Clinical care efforts tied to financial performance at the health system include managing hospital length of stay and patient throughput as well as clinical stewardship, Balcezak says. Yale New Haven Health saw an increase in length of stay during the pandemic, and returning to a pre-pandemic length of stay has been a multifaceted body of work, he says.

These efforts include key drivers on hospital units such as setting an anticipated date of discharge, working with the patients and the care management team to get the patient ready for discharge, bringing the family into the discussion with the expectation about date of discharge, then holding all members of the care team accountable to hitting goals, Balcezak says. "For example, the physicians, the nurses, the care management team, and the social workers have to be held accountable."

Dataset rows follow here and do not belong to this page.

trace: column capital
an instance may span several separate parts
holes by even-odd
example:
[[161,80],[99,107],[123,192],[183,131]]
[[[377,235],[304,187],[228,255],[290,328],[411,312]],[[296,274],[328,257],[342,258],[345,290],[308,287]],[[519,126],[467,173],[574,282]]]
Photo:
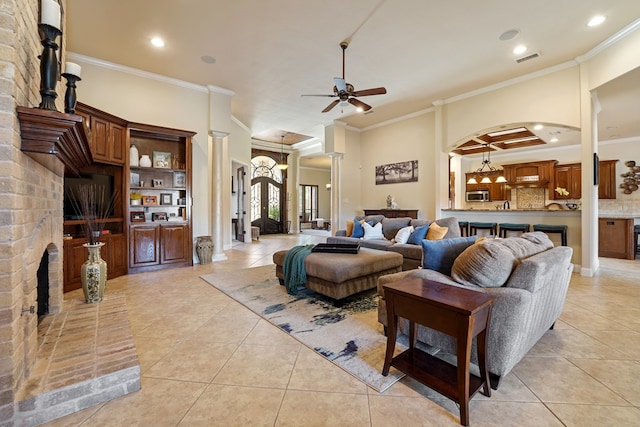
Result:
[[218,132],[215,130],[210,130],[209,135],[213,138],[224,138],[229,135],[229,132]]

Managing hospital length of stay and patient throughput is a top concern for clinical officers because it not only impacts cost of care but also is tied to the quality of patient experience and bed capacity.

Embracing clinical stewardship makes care delivery more efficient and cost effective, he says.

"In clinical stewardship, there was a time several years ago when we had an open pharmacy formulary, and you could get virtually any drug at the hospital. You could also order virtually any test," Balcezak says. "That was a time when physician autonomy as well as a lack of clear clinical guidance ruled. Clinical care guidance has become much clearer. How we do utilization review on the inpatient and the outpatient services has changed. Determining appropriate workups, appropriate testing strategies, and appropriate therapeutic regimens has become much clearer."

Clinical stewardship achieves more efficient medical care, which gets patients treatment faster, so it is more efficient financially and timewise for the patient, he says.

"We use the literature to help us guide us on care pathways, which gets us to better outcomes in a more efficient way," Balcezak says.

Coping with growth

Another priority for Balcezak this year is dealing with population growth in Connecticut.

"In the past, both outpatient and inpatient growth stalled. In our Connecticut communities in the late twenty-teens, growth in our population stalled," he says. "There was a net out-migration in Connecticut for at least a couple of years. The pandemic changed that trend. Since the pandemic, we have seen a net increase of particularly younger people seeking to live in Connecticut. We also have seen a growing elderly population."

Growth in the patient population over 65 is a concern for clinical officers nationwide.

Yale New Haven Health is experiencing growth in outpatient and inpatient services, Balcezak says.

"We have had growth across virtually all service lines," he says. "The growth has been between 2% and 4%."

Part of the health system's response to growth has been to launch a healthcare access initiative, Balcezak says. "The access initiative is in conjunction with the Yale School of Medicine to try to improve outpatient access for workups, diagnostics, and therapeutic treatments," he says.

On the inpatient side, Yale New Haven Health has been operating at record capacity, which makes length of stay work and throughput important beyond their impact on cost of care, Balcezak says.

"We cannot create new beds in an instant and we do not have any shuttered units that we can open and operate," he says. "So, the most important things we can do to accommodate inpatient growth is to lower length of stay and improve patient throughput."

Christopher Cheney is the CMO editor at HealthLeaders.


To improve care quality, Yale New Haven Health has launched Care Signature, an initiative designed to give patients the same care no matter where they go in the health system.

The health system's chief clinical officer is helping to achieve a post-pandemic financial turnaround, including lowering length of stay and increasing patient throughput.

Yale New Haven health is coping with population growth, which has increased demand in all service lines.